Almost every year the statement is repeated in biological literature that we have at last succeeded in producing life from dead matter. Among the most recent assertions of this kind, the discovery claimed by Butler-Burke has provoked much comment. He asserted that he had succeeded, with the aid of the marvellous substance radium, in instilling life into lifeless matter—namely, a solution of gelatine.

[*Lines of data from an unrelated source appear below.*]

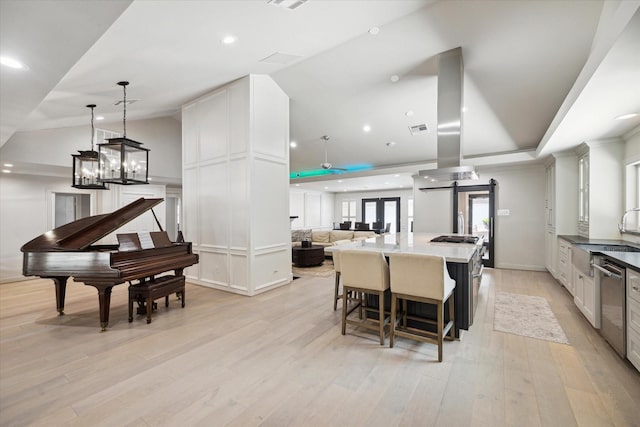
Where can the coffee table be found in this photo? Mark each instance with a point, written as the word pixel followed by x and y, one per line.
pixel 306 257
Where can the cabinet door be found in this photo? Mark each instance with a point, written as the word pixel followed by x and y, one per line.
pixel 578 283
pixel 590 301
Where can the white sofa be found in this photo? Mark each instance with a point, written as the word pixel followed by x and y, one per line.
pixel 328 237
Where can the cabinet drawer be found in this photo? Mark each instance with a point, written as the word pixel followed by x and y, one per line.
pixel 633 315
pixel 633 347
pixel 633 285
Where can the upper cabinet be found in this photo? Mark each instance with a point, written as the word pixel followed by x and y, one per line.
pixel 600 167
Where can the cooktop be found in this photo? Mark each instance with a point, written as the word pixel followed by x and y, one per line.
pixel 456 239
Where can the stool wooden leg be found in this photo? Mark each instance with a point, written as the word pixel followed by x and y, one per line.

Criticism has, however, relegated this statement, like all similar ones, to the realm of fairy tales.
We fully share the opinion which the great natural philosopher Lord Kelvin has expressed in the following words: "A very ancient speculation, still clung to by many naturalists (so much so that I have a choice of modern terms to quote in expressing it), supposes that, under meteorological conditions very different from the present, dead matter may have run together or crystallized or fermented into ‘germs of life,’ or ‘organic cells,’ or ‘protoplasm.’ But science brings a vast mass of inductive evidence against this hypothesis of spontaneous generation. Dead matter cannot become living without coming under the influence of matter previously alive. This seems to me as sure a teaching of science as the law of gravitation."
Although the latter verdict may be a little dogmatic, it yet demonstrates how strongly many scientists feel the necessity of finding another way of solving the problem. The so-called theory of panspermia really shows a way. According to this theory life-giving seeds are drifting about in space. They encounter the planets, and fill their surfaces with life as soon as the necessary conditions for the existence of organic beings are established.